AI Engineer
Location: South Florida (Miami-Dade / Broward / Palm Beach) — Local candidates only
Type: Full-Time or Consultant
Compensation: Salary + Benefits
About the Role
We're looking for a hands-on AI Engineer to take over, harden, and scale our autonomous agent infrastructure. Our v1 is designed, built, and running — this role is about reconstituting and refactoring that system into an architecture built for growth. You'll inherit a working stack, learn it inside and out, then re-architect where it makes sense: cleaning up technical debt, improving reliability and observability, and planning capacity for significantly higher throughput.
This is not a prompt-engineering or API-wrapper role, and it's not greenfield either. It requires someone who can read and reason about an existing system before rebuilding it — comfortable across the full stack, from hardware and inference servers to agent harnesses and production business workflows. You'll work directly with leadership and have significant autonomy over technical decisions.
What You'll Do
- Own the existing agent infrastructure end-to-end — audit the current v1 architecture, document it, and drive the refactoring roadmap toward a scalable v2
- Refactor and extend agent harnesses — orchestration logic, tool integrations, memory/state management, scheduling (heartbeats/cron), and guardrails — improving what exists and rebuilding components where the design doesn't scale
- Operate and extend our deployments of open-source agent frameworks including OpenClaw, Paperclip, and Hermes Agent — custom skills, plugins, multi-agent orchestration, and version upgrades without breaking production
- Optimize LLM prioritization and routing — matching tasks to the right model based on cost, latency, capability, and context requirements across multiple providers, and improving on the current routing logic
- Maintain and scale offline/local LLM deployments (Ollama, vLLM, llama.cpp, or similar) on self-managed hardware, including quantization, context tuning, and throughput optimization
- Plan hardware capacity for growth — GPU selection, server builds, cooling, networking, and monitoring as inference load increases
- Strengthen integrations between agent systems and production infrastructure: databases, APIs, messaging platforms, and internal tooling
- Build out observability, cost controls, budget enforcement, and audit logging so the system stays reliable and accountable as it scales
- Evaluate new models, frameworks, and tooling as the ecosystem evolves — and know when to refactor, replace, or leave well enough alone
Required Qualifications
- Located in South Florida and able to work on-site / hybrid — no relocation, no fully remote candidates
- 3+ years of software engineering experience (Python and/or Node.js/TypeScript strongly preferred)
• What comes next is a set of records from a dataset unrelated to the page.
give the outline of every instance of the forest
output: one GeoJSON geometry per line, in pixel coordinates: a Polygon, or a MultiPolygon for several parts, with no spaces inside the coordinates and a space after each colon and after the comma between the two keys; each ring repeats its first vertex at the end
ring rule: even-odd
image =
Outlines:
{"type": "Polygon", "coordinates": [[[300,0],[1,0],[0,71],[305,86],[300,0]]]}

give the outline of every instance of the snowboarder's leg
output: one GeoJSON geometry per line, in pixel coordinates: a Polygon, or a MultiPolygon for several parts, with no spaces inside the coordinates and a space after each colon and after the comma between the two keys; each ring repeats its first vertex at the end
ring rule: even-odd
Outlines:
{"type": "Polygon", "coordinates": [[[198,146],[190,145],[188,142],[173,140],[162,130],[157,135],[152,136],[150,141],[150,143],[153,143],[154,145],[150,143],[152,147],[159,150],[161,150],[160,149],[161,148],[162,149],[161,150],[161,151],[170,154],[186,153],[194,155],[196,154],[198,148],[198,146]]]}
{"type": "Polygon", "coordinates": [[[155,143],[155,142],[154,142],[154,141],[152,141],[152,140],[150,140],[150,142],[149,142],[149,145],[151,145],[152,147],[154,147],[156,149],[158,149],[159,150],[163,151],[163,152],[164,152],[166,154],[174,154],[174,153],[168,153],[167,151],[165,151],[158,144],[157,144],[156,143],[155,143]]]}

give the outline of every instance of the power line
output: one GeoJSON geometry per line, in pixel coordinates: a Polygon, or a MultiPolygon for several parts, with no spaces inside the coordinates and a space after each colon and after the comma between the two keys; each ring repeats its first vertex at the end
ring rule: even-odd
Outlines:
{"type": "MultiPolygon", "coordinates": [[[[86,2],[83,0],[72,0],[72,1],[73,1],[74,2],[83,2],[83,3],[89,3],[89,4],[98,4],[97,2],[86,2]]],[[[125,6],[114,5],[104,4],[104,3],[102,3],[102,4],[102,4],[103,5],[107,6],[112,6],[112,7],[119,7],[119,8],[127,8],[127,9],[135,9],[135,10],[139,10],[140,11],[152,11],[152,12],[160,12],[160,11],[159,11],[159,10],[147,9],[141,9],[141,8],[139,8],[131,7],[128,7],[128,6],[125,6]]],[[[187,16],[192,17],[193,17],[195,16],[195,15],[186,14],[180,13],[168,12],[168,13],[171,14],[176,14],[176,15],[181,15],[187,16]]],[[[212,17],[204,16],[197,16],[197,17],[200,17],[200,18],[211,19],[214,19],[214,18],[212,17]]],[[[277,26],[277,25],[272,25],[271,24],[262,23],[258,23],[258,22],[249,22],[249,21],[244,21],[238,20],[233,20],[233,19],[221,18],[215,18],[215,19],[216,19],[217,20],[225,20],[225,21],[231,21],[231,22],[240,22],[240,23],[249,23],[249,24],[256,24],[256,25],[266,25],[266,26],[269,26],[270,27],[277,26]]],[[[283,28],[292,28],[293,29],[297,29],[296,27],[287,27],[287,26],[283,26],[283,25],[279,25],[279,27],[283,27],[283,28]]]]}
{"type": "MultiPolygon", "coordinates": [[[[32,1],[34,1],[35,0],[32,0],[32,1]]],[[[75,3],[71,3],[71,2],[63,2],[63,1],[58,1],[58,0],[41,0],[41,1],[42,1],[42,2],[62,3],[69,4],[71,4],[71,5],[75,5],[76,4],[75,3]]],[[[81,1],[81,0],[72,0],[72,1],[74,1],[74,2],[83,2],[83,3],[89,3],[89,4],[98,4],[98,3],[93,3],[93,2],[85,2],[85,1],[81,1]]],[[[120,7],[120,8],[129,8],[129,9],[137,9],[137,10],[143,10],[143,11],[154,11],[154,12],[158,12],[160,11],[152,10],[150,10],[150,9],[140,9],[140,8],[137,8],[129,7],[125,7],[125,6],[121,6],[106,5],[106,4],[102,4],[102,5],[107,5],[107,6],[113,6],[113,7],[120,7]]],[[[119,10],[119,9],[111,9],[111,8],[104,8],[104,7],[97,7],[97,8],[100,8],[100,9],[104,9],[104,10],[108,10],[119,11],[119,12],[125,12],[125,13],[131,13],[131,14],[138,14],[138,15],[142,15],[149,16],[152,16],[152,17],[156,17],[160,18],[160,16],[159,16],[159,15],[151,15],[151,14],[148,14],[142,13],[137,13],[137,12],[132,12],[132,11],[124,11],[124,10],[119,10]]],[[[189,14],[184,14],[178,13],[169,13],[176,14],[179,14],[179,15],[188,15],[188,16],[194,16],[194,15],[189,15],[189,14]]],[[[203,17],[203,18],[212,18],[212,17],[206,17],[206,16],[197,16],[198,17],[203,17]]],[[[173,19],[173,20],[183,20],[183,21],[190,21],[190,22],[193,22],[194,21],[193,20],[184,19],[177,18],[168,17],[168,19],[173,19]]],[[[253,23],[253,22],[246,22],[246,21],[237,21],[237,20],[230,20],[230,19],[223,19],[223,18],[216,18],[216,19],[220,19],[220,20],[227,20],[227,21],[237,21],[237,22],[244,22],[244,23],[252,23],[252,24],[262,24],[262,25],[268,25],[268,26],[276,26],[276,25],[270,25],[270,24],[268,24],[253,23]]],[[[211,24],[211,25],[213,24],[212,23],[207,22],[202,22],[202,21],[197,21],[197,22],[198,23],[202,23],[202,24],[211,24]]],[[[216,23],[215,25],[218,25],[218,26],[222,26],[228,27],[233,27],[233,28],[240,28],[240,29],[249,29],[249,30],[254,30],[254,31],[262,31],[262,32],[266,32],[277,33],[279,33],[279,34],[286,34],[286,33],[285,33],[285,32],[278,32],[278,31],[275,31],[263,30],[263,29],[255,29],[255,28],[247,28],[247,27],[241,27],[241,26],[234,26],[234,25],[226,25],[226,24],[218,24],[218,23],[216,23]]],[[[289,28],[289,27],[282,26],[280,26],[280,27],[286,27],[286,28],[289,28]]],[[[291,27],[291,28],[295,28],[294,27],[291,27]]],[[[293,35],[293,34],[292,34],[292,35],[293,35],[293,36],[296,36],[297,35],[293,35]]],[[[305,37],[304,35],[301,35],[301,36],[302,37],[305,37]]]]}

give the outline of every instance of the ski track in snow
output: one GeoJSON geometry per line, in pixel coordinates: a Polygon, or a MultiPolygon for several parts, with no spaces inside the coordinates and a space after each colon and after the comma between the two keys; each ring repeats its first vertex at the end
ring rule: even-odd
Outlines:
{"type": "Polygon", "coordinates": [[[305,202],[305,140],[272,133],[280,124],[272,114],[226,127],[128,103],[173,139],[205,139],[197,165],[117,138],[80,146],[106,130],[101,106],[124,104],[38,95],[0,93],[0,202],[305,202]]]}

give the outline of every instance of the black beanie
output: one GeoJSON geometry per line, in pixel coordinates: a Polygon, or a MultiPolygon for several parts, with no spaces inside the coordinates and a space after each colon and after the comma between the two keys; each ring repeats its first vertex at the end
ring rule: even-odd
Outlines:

- Demonstrated hardware experience — building/maintaining servers or GPU workstations, Linux system administration, networking fundamentals
- Hands-on experience with agent harnesses and frameworks — you've deployed and customized tools like OpenClaw, Paperclip, or Hermes Agent, and you understand harness internals well enough to have built agent loops from scratch (tool calling, state persistence, sub-agent spawning, error recovery). We need that depth to refactor an existing system, not to start a new one
- Experience inheriting and refactoring production systems — you can read someone else's architecture, identify what to keep vs. rebuild, and make changes without downtime
- Experience with LLM prioritization/routing — multi-model architectures, provider failover, cost/latency tradeoffs
- Experience configuring offline/local LLMs — running open-weight models (Llama, Qwen, DeepSeek, Mistral, Hermes, etc.) on local hardware, including quantization formats (GGUF, AWQ), inference servers, and VRAM/context management
- Strong Linux/CLI fluency — shell scripting, systemd/LaunchAgents, Docker, environment and secrets management
- Comfort working independently in a fast-moving environment with minimal oversight
Nice to Have
- Experience with MCP (Model Context Protocol) servers and tool integrations
- Fine-tuning or LoRA training experience on open-weight models
- Experience with vector databases and RAG pipelines
- PostgreSQL and general database administration experience
- Background in ad tech, performance marketing, or high-volume data pipelines
- Experience with messaging-platform integrations (Telegram, Slack, Discord, WhatsApp)
- Contributions to open-source AI/agent projects
What We Offer
- Competitive Compensation + Health/Dental/Vision Benefits
- Unlimited PTO
- Real ownership over architecture and tooling decisions
- Budget for hardware and experimentation
- Small team, no bureaucracy — your work ships and matters immediately
How to Apply
Send your resume along with links to relevant work — GitHub repos, agent projects, homelab setups, or a short write-up of an agent system you've built or refactored. Bonus points if you can describe a system you inherited and how you improved it. We care more about what you've shipped than where you've worked.